Monday, April 28, 2008

Formal vs Informal

Formal vs Informal, Indonesia vs Malaysia.

The Indonesia I've known always seemed to have had broadly sensible ideas on its law books, whereas Malaysia had bizarro whacky racist laws on its books.

Indonesia discriminated against minorities on an informal basis, Malaysia on a formal one.

I preferred the idea of Indonesia, because its aspirations seemed to be broadly sane, and well er aspirational.

Now? From all accounts Indonesia's prez is about to ban an Islamic sect that has 200k members and has been in Indonesia before Indonesia itself even existed.

Reading about Mosques being burnt in Sukabumi sounds like European Crusaders ransacking the Middle East. Mobs chanting kill, kill, kill and burn, burn, burn sounds like the KKK in the deep South. MUI members looking to reeducate Ahmadi followers sounds like Dutch Christian missionaries during colonial times. Most worryingly of all, banning a religion sounds like Wilders' legalistic racism.
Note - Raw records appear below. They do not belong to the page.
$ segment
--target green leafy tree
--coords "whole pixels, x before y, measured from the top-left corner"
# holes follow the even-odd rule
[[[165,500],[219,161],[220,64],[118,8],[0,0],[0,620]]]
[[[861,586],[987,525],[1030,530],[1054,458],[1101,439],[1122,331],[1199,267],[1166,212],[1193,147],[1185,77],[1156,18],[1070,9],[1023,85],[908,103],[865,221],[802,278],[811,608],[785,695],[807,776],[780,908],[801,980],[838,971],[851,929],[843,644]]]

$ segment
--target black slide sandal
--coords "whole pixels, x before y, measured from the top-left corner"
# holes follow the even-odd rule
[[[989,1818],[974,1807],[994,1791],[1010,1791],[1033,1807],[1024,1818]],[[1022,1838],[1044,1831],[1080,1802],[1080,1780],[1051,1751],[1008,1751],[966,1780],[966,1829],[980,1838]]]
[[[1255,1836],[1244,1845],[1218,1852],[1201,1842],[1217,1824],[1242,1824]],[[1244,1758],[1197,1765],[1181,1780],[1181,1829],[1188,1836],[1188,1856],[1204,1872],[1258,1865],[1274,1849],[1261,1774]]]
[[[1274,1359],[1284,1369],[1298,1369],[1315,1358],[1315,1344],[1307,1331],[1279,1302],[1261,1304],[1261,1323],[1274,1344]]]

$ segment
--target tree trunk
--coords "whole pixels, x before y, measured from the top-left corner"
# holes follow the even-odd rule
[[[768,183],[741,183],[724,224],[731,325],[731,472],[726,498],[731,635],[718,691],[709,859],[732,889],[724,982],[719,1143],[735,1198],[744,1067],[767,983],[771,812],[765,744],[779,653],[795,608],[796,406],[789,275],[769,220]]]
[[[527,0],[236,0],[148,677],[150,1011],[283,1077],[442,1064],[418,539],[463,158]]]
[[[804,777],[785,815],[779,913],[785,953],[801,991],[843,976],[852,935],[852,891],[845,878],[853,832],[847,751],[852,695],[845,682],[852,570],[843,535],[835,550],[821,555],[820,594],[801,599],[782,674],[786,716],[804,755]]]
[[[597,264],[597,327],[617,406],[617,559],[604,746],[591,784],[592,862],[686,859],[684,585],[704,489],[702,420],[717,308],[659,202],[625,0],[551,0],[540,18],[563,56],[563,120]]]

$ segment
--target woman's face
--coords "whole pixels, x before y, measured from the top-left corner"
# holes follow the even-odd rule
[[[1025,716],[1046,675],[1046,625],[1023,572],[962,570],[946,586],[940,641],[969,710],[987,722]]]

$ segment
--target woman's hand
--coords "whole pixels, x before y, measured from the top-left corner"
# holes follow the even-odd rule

To imagine, I almost went to Sukabumi on a couple of occasions while visiting Indonesia, a pal's cousin was studying at a pesentren there. Now? I wouldn't set foot in the place.

On the other hand I've heard a NU leader said that those attacking Ahmadis in Cirebon would have to go through him and his followers first. Indonesia needs more courageous people like him, but what good will his efforts be if SBY signs off on that law? Does he place himself and his followers between the Ahmadis and the police?

What happens if the Ahmadis refuse to apologise for their deeply held beliefs? Will SBY jail all 200k?

I love Indonesia. Part of the fascination is that Indonesia at times resembles a car wreck which I can't take my eyes from, I have to admit it's a morbid fascination, but now I feel I've almost had enough.


Elyani said...

The problem is many of the what so called religious leaders (read: MUI) here have a very miopic view on what freedom of religion is. Do you know that churches are not allowed to be built even if the parish has money to do so? However, mosques are built everywhere even to the point asking money on the streets (in my province) by blocking half of the road so your car will slowing down? Silly? what is not silly about this country?

johnorford said...

i'm aware of the churches problem, but stopping cars is news to me... hrmph...

Marisa said...

Thanks for loving Indonesia!

Most likely to be a love-and-hate relationship, where one goes psycho and the other is too bloody emotionally unavailable.

johnorford said...

hehe, yep :)

oigal said...

"of the fascination is that Indonesia at times resembles a car wreck which I can't take my eyes from, I have to admit it's a morbid fascination, but now I feel I've almost had enough."

Too true!

Dominic said...

Very interesting letter to the editor in Jkt post a couple of days ago basically pointing out that the whole thing revolves around a power struggle due to the Mullahs not liking the idea that the Ahmadis don't have Mullahs, and as such, don't create the power bases the Mullahs have in the more traditional Islam.
Thus, this isnt about religion, its about a small group of men who like the power and prestige of their religious office and are happy to cut off at the knees anyone/any group who threatens the status quo.
Sad stuff but a drama that has been played out again and again through the ages across almost all religions.

johnorford said...

yeh i read an interesting blog post on the subject. which came to a similar conclusion.

i don't understand how unelected ppl can cause so much havoc in broadly civil societies.